2024 Workshop: Ionospheric Scintillation and Plasma Density Irregularities
Leslie Lamarche
Toshi Nishimura
Matthew Zettergren
Diana Loucks
This session will focus on ionospheric scintillation in the presence of plasma density structures at the mid- to high-latitudes. Such plasma structuring is often enhanced during geomagnetically disturbed times (e.g., geomagnetic storms and auroral substorms), and causes increased scintillation compared to quiet times. Plasma density gradients set up by energetic particle precipitations, often from magnetotail activity, leads to both refractive and diffractive effects on radio waves propagating through the ionosphere from a GNSS satellite to a ground-based receiver. Here we aim to examine ionospheric plasma structure and stability in relation to GNSS phase and amplitude scintillation.

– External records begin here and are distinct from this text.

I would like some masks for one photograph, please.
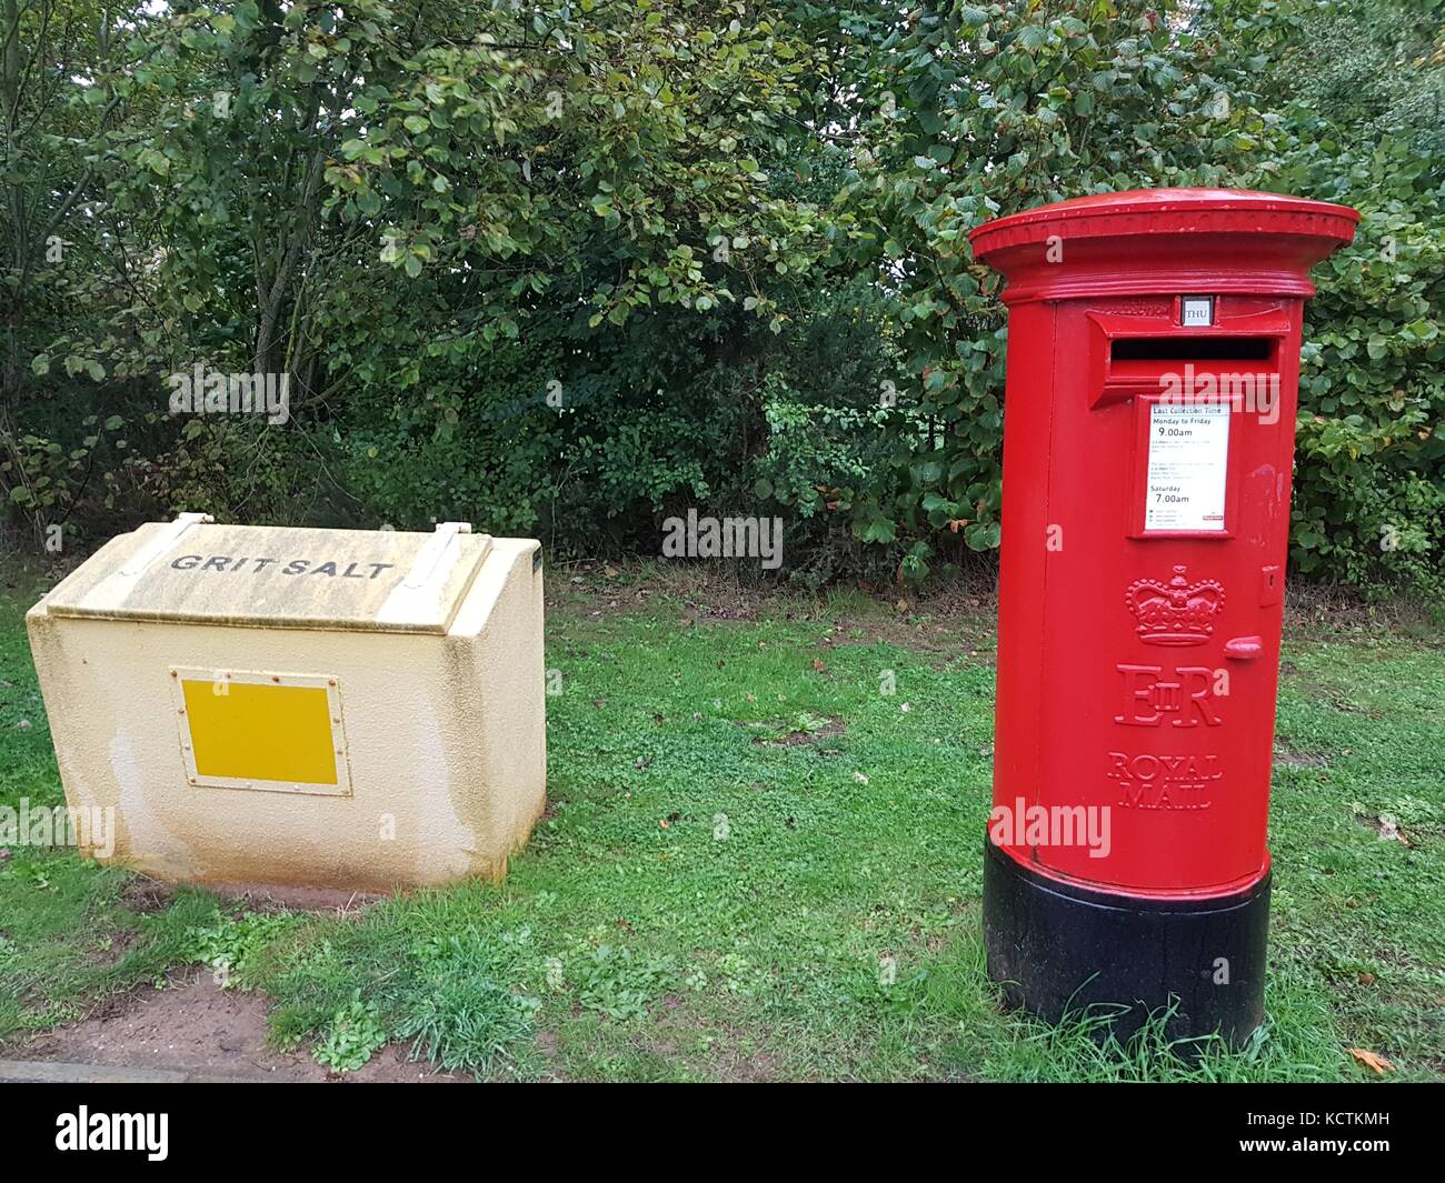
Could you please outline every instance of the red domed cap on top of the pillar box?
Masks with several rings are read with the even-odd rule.
[[[1354,240],[1348,205],[1250,189],[1133,189],[985,222],[974,259],[1004,303],[1157,292],[1312,296],[1309,269]]]

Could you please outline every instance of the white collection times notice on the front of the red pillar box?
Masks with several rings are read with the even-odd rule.
[[[1230,407],[1149,407],[1144,530],[1224,530]]]

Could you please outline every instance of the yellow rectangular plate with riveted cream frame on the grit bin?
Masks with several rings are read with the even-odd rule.
[[[171,679],[192,784],[350,796],[337,679],[179,667]]]

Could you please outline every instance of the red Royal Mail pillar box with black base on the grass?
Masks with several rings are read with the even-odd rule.
[[[984,930],[1013,1005],[1263,1018],[1300,322],[1358,218],[1157,189],[971,234],[1009,306]]]

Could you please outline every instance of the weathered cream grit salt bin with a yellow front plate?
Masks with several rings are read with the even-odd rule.
[[[532,539],[181,514],[111,539],[26,624],[66,803],[107,810],[107,862],[348,890],[500,878],[546,803]]]

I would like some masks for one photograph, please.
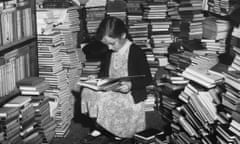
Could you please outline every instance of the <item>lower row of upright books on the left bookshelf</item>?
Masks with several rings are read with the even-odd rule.
[[[6,96],[16,88],[16,82],[30,76],[30,50],[35,47],[30,43],[19,49],[5,53],[1,57],[0,96]]]

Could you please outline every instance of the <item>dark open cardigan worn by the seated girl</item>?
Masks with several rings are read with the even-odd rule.
[[[109,76],[109,66],[112,52],[106,53],[102,59],[99,77]],[[128,58],[128,75],[145,75],[144,78],[133,79],[131,93],[135,103],[146,99],[146,86],[152,84],[152,76],[144,52],[135,44],[132,44]]]

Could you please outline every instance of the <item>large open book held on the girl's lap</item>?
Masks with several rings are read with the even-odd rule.
[[[122,81],[130,81],[136,78],[143,78],[145,75],[124,76],[118,78],[96,78],[86,81],[78,81],[77,84],[96,91],[109,91],[118,88]]]

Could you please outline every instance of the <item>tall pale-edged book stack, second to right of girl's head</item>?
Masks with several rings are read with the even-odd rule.
[[[149,20],[149,37],[155,57],[168,54],[168,46],[173,42],[169,27],[171,21],[167,18],[167,2],[149,2],[143,6],[143,18]]]

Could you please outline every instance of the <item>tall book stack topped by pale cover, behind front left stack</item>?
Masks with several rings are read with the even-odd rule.
[[[77,55],[77,37],[80,31],[80,15],[78,7],[69,7],[66,9],[48,10],[55,16],[55,25],[53,31],[61,33],[63,46],[60,49],[63,68],[67,70],[69,88],[73,88],[76,79],[79,77],[81,61]],[[58,25],[59,23],[59,25]]]

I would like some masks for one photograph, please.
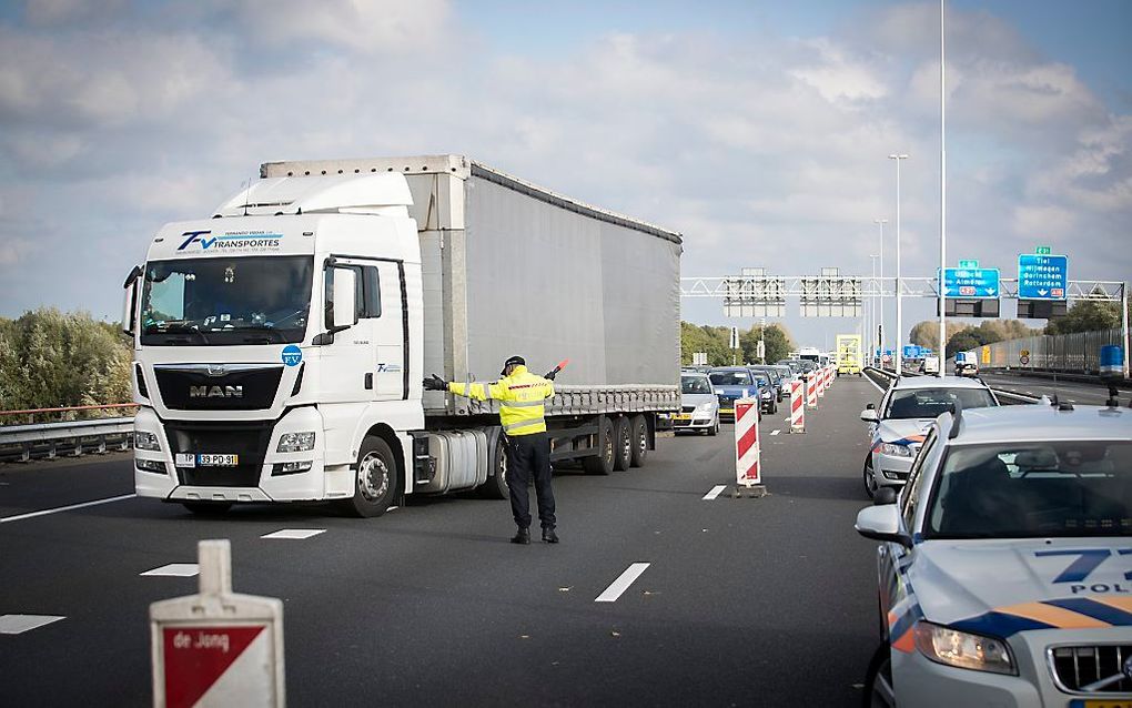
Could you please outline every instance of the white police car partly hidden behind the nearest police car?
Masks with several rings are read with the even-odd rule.
[[[998,399],[977,379],[901,376],[884,394],[880,410],[869,403],[861,411],[872,441],[863,472],[869,498],[880,487],[904,484],[932,420],[957,403],[964,409],[984,408],[997,406]]]

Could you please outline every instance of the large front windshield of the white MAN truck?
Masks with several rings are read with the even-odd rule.
[[[142,343],[300,342],[312,270],[310,256],[151,262],[142,292]]]

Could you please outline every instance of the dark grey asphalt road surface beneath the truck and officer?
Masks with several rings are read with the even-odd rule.
[[[839,379],[805,435],[765,419],[764,498],[704,498],[734,479],[730,426],[662,438],[643,469],[564,470],[557,546],[507,543],[507,503],[477,498],[372,520],[132,497],[20,518],[130,494],[129,459],[0,467],[0,615],[63,617],[0,633],[2,702],[148,705],[148,605],[197,580],[139,573],[229,538],[235,591],[284,602],[292,706],[857,705],[878,621],[875,544],[852,530],[858,413],[878,398]],[[261,538],[281,529],[324,531]]]

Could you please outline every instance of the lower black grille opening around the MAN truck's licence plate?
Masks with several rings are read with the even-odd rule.
[[[165,433],[173,452],[238,454],[237,467],[179,467],[182,485],[257,487],[263,471],[273,420],[255,423],[166,423]]]

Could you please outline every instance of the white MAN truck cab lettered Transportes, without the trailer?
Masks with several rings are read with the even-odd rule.
[[[123,318],[139,496],[388,507],[423,426],[410,204],[400,174],[273,178],[157,232]]]

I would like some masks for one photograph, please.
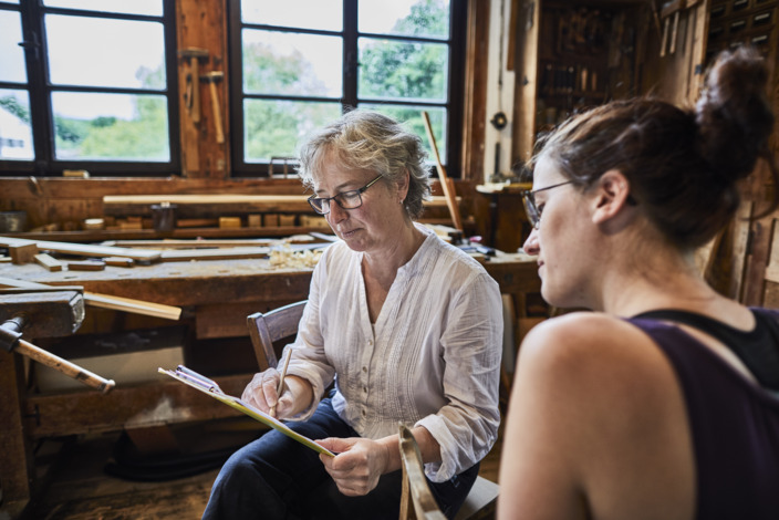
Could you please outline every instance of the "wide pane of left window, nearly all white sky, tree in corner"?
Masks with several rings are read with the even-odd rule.
[[[162,23],[49,14],[45,25],[52,83],[165,89]]]

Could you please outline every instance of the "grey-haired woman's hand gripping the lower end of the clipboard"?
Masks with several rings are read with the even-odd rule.
[[[320,459],[339,490],[347,497],[367,495],[390,470],[391,456],[385,443],[357,437],[328,438],[316,444],[337,454],[335,457],[320,455]],[[397,450],[397,440],[394,446]]]

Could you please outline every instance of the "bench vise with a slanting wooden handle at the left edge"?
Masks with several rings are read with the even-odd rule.
[[[0,292],[0,347],[54,368],[104,394],[115,386],[62,357],[22,340],[59,337],[74,333],[84,320],[82,288],[4,289]]]

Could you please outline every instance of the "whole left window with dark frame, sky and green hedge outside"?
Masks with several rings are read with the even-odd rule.
[[[0,0],[0,170],[178,170],[173,0]]]

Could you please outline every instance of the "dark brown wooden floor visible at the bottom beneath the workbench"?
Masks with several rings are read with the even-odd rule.
[[[167,481],[131,481],[106,475],[118,435],[79,439],[60,450],[50,483],[25,518],[35,520],[197,519],[218,468]],[[498,480],[501,439],[479,475]]]

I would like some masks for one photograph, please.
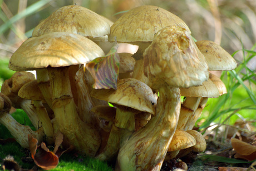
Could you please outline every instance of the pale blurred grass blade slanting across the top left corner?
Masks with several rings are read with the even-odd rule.
[[[41,0],[36,3],[33,3],[31,6],[27,7],[26,10],[22,11],[21,13],[16,14],[12,18],[10,18],[2,26],[0,26],[0,35],[3,34],[8,28],[10,28],[13,23],[17,22],[21,18],[27,17],[27,16],[37,12],[40,8],[42,8],[49,2],[51,2],[51,0]]]

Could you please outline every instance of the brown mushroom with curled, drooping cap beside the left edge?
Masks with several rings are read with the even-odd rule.
[[[33,126],[38,129],[41,125],[36,114],[36,108],[31,105],[31,100],[23,99],[18,96],[19,89],[26,83],[35,80],[34,74],[30,72],[16,72],[9,79],[4,81],[1,92],[11,100],[14,108],[21,108],[28,115]]]

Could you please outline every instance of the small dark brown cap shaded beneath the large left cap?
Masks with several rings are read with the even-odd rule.
[[[45,100],[40,88],[37,86],[37,81],[33,80],[24,84],[21,89],[19,89],[18,96],[23,99],[29,100]]]

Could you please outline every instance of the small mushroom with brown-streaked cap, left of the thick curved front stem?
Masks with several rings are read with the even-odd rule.
[[[101,160],[115,157],[127,138],[135,131],[135,114],[155,114],[156,99],[145,83],[134,78],[117,81],[117,89],[94,89],[91,96],[106,100],[116,107],[114,124],[104,150],[97,156]]]

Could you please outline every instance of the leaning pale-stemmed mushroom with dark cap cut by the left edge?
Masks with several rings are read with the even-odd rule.
[[[38,142],[43,140],[43,129],[39,128],[36,131],[33,131],[29,126],[22,125],[18,123],[8,112],[12,107],[11,100],[0,93],[0,123],[3,124],[12,136],[17,140],[17,142],[23,148],[29,148],[28,144],[28,134],[33,135]]]

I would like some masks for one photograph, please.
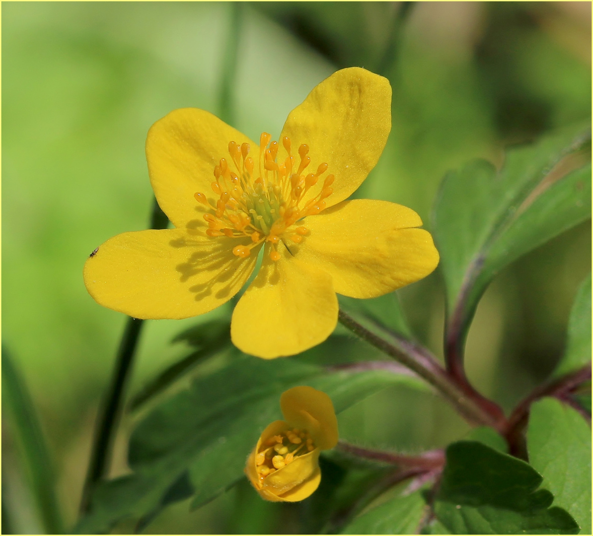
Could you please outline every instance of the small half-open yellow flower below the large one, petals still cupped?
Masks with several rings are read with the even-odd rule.
[[[319,453],[337,444],[331,399],[313,387],[293,387],[280,397],[285,421],[274,421],[247,458],[245,473],[264,499],[306,499],[319,486]]]

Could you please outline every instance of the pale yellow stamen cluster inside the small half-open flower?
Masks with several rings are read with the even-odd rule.
[[[260,451],[256,453],[256,467],[260,480],[314,449],[313,439],[306,430],[293,428],[272,436],[263,442]]]

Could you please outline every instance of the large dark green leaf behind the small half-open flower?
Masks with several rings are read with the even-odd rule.
[[[134,474],[101,484],[76,531],[105,532],[120,519],[152,516],[186,471],[194,508],[224,492],[244,478],[260,432],[282,418],[280,394],[290,387],[325,391],[339,413],[369,394],[410,381],[419,380],[384,370],[329,371],[298,360],[237,358],[197,378],[139,423],[129,448]]]

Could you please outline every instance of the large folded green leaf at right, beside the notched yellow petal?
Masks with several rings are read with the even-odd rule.
[[[572,128],[509,150],[499,171],[477,160],[445,176],[433,230],[462,326],[500,269],[591,216],[590,140]]]

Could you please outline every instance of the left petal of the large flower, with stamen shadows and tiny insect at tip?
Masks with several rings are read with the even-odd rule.
[[[196,316],[231,299],[249,278],[257,251],[240,259],[232,254],[238,243],[186,229],[122,233],[87,259],[84,283],[98,303],[135,318]]]

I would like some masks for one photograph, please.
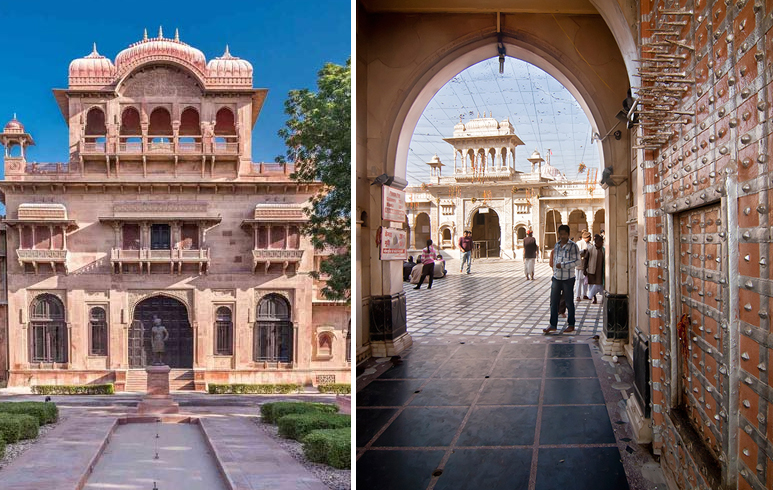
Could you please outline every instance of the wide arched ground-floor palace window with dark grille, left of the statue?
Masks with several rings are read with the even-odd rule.
[[[42,294],[30,306],[32,362],[67,362],[64,305],[52,294]]]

Presentations on the development of plasma irregularities related to scintillation, and the specific processes of diffractive and refractive scintillation are encouraged.
Phase and amplitude scintillation of GNSS radio waves traveling from satellites to receivers through ionospheric plasma at mid- to high-latitudes leads to reduced ability to obtain accurate position, navigation and timing (PNT), which impacts a variety of societally important operational systems. It is clear that plasma density enhancements in the high- to mid-latitudes during geomagnetically active times contribute to this problem, modifying both refractive and diffractive effects. These mesoscale plasma density structures undergo spatio-temporal evolution as the scintillation is occurring. Many questions remain unanswered about the distinct effects on GNSS scintillation induced by a wide variety discrete auroral structures. Phase and amplitude scintillation both occur in these regions, but their similarities and differences in altitude, magnetic latitude and magnetic latitude are still widely debated. In addition, with regard to diffractive scintillation, it is unclear what plasma instability magnifies the density irregularities to cause appreciable effects. Finally, several indices (ROTI, sigma_phi, S_4, IFLC, etc.) are often applied to characterize scintillation effects, and the indices do not always agree, and also vary in relation to optical Fresnel radius and frequency. In short, ionospheric scintillation is a unified topic of study with many questions in need of resolution through focused community-wide collaborative efforts.
A wide variety of observational and instrumentation strategies apply to this topic as well, including scatter radars, GPS satellites and receivers, ground magnetometers and all-sky imagery. Data assimilation techniques and total electron content maps, both data-based and model based, are often used in order to study local and global plasma density structuring in response to solar wind driving of the magnetosphere-ionosphere system. These approaches, when integrated, will allow further clarification of the general geospace system and its dynamical evolution.